27 June 1999.
The Editor, Book Reviews,
The New York Times,
229 West 43rd Street, New York, NY, 10036,
U. S. A.
Re: ‘Wartime Lies?' 27 June 1999.
Thank you for running a review of our book The United States and Biological Warfare: secrets from the Early Cold War and Korea. In casting doubt on the thesis of our book your reviewer makes two arguments, both of which we feel are questionable.
The first is that since two reputable American scientists reviewed the Chinese evidence about insects being used to spread germ warfare and declared the evidence to be unscientific therefore the charge is not credible. For your reviewer this is decisive. But in our book we point out that the U.S. Government similarly advised the Canadian government to ask distinguished scientists to comment on the Chinese evidence and that three reputable Canadian scientists were found to do this. They came to the same conclusions as their U.S. counterparts and their conclusions were also widely publicized at the time. However, when the archives were opened up to us 45 years later it turned out that these unsuspecting scientists were not in the biological warfare loop. They had no notion of what the Canadian and United States governments were really doing. At the time the Canadian government quietly asked a fourth scientist, Professor G. B. Reed, a member of its biological warfare panel, head of the Defense Research Laboratory at Queens University in Kingston, Ontario, and a leading expert on using insects as a vector for germ warfare, for his opinion on the Chinese evidence. In a report to Lester B. Pearson, then minister of external affairs, Reed said that while there were some anomalies, what the Chinese evidence described was "entirely feasible" and he advised the minister to avoid any public discussion of the scientific aspects of the charges. This report is stamped "Seen by L. B. Pearson." It was kept secret until 1997. Isn't there a question of integrity here? Who should we believe?
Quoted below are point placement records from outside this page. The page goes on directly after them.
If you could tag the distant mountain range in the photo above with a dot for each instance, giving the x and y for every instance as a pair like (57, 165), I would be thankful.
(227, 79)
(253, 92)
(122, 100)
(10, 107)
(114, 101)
Your reviewer's other claim is that we did not consider the possibility that the Chinese germ war charges against the United States were a propaganda hoax. On the contrary, we did confront that scenario. In rejecting it we relied first, on the judgement of Dr. Joseph Needham, renowned scientist of Cambridge University, who headed an international investigation team to China and Korea in 1952 and who commented explicitly on that possibility and ruled it out. Secondly we relied on the new, previously classified top-secret Chinese documents, which were not part of the propaganda war of the 1950's. These documents, some of them at the cabinet level, show a worried premier Zhou Enlai and Mao Zedong, wondering what was happening, trying to figure out what to do to counter the enveloping biological warfare attacks that were threatening their armies and civilian populations. We see the patient, pragmatic approach of Chinese medical teams investigating and sifting reports of alleged biological warfare, reports of false alarms, complaints by scientists that people are panicking, imagining things that have a natural explanation; we see previously classified military maps showing where the attacks occurred near the main line of resistance, along railway lines and other lines of transportation and communications; we see interviews of American spies (Chinese defectors) who had been parachuted in to check on the effect of the biological warfare. If the Chinese charges were fabricated by the government then none of these materials would be in the archives. They represent serious attempts by the Chinese to figure out what was happening and to try to do something about it. That's our case about the credibility of the matter. We believe that it will convince reasonable people beyond reasonable doubt and, if they read our book, they will come to the further conclusion that the United States, supported by its Canadian ally, engaged in what will sooner or later be recognized as a major international war crime.